When you’re feeling down, you can turn to social media to boost your self-confidence by talking to a friend. Of course, nothing beats real-world interaction, but this is not always possible. Instead, you can chat with a loved one and dispel those feelings of isolation and loneliness. One real friend can make you feel genuinely good better than 100 likes from strangers.
On a similar note, avoid making negative comments on other people’s posts. If you want social media to be a positive place where you can nurture relationships, have a positive online presence. You might be surprised what a little encouragement can do for both you and the other person.
Comparing does not help anyone
Perhaps the most important thing you can do for your self-esteem is to stop comparing yourself to others. This is, of course, easier said than done. But it’s not impossible.

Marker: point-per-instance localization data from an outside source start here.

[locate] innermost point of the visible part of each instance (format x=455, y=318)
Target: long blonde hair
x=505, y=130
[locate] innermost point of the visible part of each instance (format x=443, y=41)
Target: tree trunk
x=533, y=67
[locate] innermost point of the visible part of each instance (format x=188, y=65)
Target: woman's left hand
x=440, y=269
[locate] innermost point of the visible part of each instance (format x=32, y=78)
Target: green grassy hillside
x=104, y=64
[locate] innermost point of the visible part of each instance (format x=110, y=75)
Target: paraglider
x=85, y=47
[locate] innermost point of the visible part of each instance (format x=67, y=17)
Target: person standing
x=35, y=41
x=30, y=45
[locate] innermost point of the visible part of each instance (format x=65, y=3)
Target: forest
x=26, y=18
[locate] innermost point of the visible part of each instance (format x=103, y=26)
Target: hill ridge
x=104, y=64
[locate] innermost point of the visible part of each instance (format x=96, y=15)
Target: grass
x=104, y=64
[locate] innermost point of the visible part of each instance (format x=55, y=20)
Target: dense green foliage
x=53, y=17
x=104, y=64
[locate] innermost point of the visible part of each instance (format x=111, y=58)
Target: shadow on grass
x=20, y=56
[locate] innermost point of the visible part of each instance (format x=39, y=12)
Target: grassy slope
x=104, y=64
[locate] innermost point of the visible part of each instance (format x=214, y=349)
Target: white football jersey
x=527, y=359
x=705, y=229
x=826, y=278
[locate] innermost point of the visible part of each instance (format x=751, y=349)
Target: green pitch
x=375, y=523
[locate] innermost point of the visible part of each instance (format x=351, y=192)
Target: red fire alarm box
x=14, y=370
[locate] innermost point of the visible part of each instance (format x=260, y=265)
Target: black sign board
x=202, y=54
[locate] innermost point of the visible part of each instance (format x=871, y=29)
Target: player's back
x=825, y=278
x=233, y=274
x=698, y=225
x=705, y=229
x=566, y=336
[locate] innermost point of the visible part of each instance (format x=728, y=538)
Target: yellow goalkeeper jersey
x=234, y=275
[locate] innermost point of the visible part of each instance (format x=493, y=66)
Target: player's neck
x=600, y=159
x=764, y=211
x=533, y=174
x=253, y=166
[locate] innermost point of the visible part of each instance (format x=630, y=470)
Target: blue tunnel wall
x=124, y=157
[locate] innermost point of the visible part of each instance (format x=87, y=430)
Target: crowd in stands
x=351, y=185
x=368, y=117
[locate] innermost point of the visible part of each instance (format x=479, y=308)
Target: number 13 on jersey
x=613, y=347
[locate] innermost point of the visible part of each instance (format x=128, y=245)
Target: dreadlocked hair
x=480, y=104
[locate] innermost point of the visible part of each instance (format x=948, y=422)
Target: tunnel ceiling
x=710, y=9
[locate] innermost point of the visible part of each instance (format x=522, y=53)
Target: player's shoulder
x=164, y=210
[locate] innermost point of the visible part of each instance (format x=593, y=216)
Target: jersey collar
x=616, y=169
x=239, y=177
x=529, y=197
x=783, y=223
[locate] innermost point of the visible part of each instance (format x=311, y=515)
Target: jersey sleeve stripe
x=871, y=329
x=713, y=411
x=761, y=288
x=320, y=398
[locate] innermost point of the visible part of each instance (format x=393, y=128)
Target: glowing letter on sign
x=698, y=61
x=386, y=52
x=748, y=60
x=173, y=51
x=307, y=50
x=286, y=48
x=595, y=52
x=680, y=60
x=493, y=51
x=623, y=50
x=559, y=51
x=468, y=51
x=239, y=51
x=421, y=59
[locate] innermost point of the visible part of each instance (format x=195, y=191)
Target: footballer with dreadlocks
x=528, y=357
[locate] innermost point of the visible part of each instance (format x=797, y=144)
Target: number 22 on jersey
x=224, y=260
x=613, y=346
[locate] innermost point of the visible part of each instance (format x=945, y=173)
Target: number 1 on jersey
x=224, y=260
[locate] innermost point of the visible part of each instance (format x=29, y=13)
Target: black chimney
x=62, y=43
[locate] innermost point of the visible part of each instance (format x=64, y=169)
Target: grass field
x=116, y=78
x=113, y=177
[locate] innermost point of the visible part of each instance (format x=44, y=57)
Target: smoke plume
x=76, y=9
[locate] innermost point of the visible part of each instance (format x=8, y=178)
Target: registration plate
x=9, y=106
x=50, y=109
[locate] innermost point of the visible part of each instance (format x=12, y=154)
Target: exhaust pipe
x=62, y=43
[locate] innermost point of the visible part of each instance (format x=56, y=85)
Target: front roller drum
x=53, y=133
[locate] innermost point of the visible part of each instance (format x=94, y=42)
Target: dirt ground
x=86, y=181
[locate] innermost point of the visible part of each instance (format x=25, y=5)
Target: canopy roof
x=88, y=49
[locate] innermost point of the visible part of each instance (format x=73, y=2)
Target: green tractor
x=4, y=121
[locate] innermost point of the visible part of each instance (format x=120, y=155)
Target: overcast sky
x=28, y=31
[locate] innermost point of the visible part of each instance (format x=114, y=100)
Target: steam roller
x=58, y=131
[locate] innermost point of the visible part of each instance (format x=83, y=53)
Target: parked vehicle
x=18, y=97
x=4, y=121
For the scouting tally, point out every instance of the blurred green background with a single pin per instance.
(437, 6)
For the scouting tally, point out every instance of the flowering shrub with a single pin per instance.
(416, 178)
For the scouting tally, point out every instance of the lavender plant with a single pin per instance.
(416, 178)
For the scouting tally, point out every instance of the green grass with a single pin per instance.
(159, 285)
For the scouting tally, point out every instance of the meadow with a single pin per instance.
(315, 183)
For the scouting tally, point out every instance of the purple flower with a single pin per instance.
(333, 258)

1. Realize that appearances are just appearances. It’s not what makes a person worthy or significant. For every post you see that seems perfect, think of the times you have directed or manipulated a shot to make it seem prettier than it really is. That’s probably how those “perfect” posts happened, too.
2. Know yourself better. This includes your strengths and weaknesses. Work on your strengths more, and see where your interests and strengths jibe. It’s perfectly okay not to focus so much on your weaknesses. Just knowing what they are is enough for you to make better decisions. For proponents of what is called a “strengths-based approach,” focusing on strengths is actually a better strategy than working on improving your weaknesses. Embrace your uniqueness; everyone has their own story to tell.

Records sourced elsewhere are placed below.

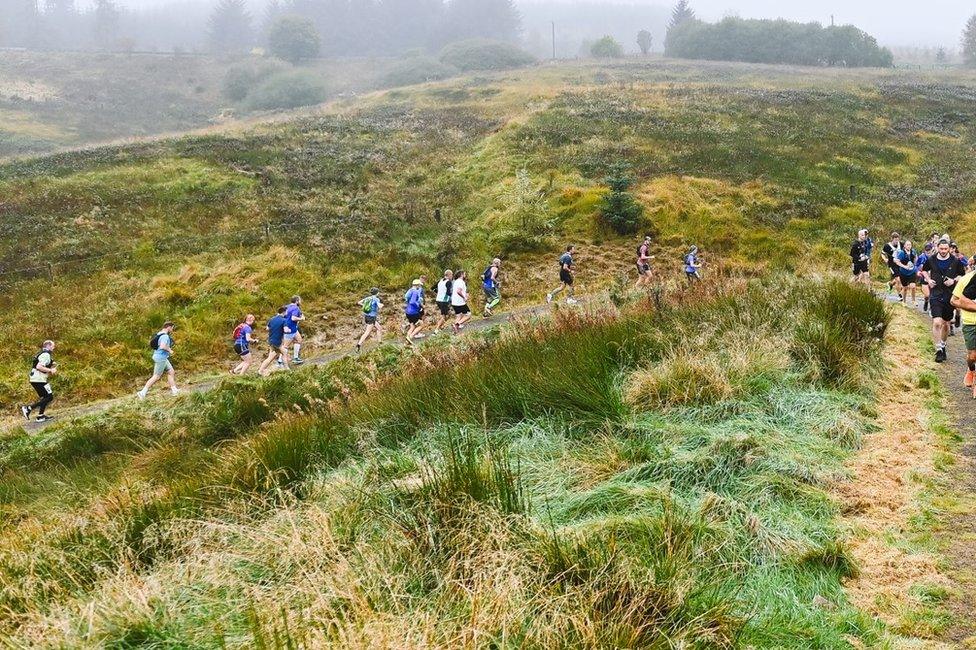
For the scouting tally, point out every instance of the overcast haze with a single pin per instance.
(893, 22)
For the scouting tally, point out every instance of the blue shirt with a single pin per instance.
(415, 301)
(276, 330)
(159, 354)
(292, 310)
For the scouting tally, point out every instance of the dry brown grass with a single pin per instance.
(883, 492)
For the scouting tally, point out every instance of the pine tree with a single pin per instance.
(230, 27)
(105, 26)
(619, 209)
(681, 14)
(644, 41)
(969, 43)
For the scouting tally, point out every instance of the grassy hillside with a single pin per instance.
(648, 478)
(764, 168)
(53, 100)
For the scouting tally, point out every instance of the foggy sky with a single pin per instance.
(893, 22)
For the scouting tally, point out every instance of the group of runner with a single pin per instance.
(284, 336)
(941, 273)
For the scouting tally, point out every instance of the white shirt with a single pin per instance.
(459, 296)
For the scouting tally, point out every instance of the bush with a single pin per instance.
(607, 48)
(417, 70)
(483, 54)
(294, 38)
(241, 79)
(287, 90)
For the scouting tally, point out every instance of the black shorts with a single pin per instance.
(940, 307)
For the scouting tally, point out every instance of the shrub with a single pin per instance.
(417, 70)
(294, 38)
(483, 54)
(241, 79)
(619, 209)
(607, 48)
(287, 90)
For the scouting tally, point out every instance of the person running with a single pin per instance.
(693, 265)
(964, 299)
(644, 257)
(276, 342)
(459, 301)
(942, 271)
(907, 272)
(293, 334)
(414, 310)
(442, 296)
(922, 280)
(43, 367)
(491, 285)
(162, 346)
(889, 255)
(567, 274)
(242, 344)
(371, 312)
(860, 258)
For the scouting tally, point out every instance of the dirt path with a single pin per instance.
(959, 534)
(206, 384)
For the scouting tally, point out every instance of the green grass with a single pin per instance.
(461, 500)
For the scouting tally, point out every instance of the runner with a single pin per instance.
(443, 299)
(693, 265)
(43, 367)
(371, 312)
(964, 299)
(907, 274)
(888, 254)
(276, 342)
(459, 301)
(922, 279)
(162, 346)
(414, 310)
(860, 258)
(242, 344)
(491, 284)
(644, 257)
(567, 274)
(293, 319)
(942, 271)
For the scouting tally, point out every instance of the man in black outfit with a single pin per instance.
(941, 271)
(42, 369)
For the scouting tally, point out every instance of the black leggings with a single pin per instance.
(45, 393)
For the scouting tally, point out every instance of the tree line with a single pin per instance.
(344, 27)
(771, 41)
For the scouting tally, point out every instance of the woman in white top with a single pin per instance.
(459, 301)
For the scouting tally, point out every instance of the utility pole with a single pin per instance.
(554, 40)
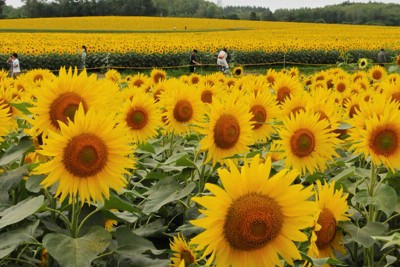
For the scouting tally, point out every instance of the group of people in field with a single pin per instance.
(222, 61)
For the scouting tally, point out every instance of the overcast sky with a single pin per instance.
(271, 4)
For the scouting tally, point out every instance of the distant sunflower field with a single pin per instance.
(232, 169)
(134, 42)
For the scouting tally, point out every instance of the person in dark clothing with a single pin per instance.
(382, 57)
(193, 61)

3. Expect real things from yourself. Once you’ve figured out what you really want, it’s time to set expectations. Expect the best from yourself from what you can do, but know that your best is not necessarily what others see as the best. No one is perfect; don’t dwell on every little mistake you make.
4. Realize that there will be others better than you. Just as there will be people looking up to you as their role model, there will always be people better than you. Keep this in mind, and you will find it easier to see other people’s lives through the lens of social media.
In the end, it’s really how you use social media that matters. If you focus on the good—positive hashtags, empowering online movements, or online support groups—social media can prove to be a powerful tool for self-esteem.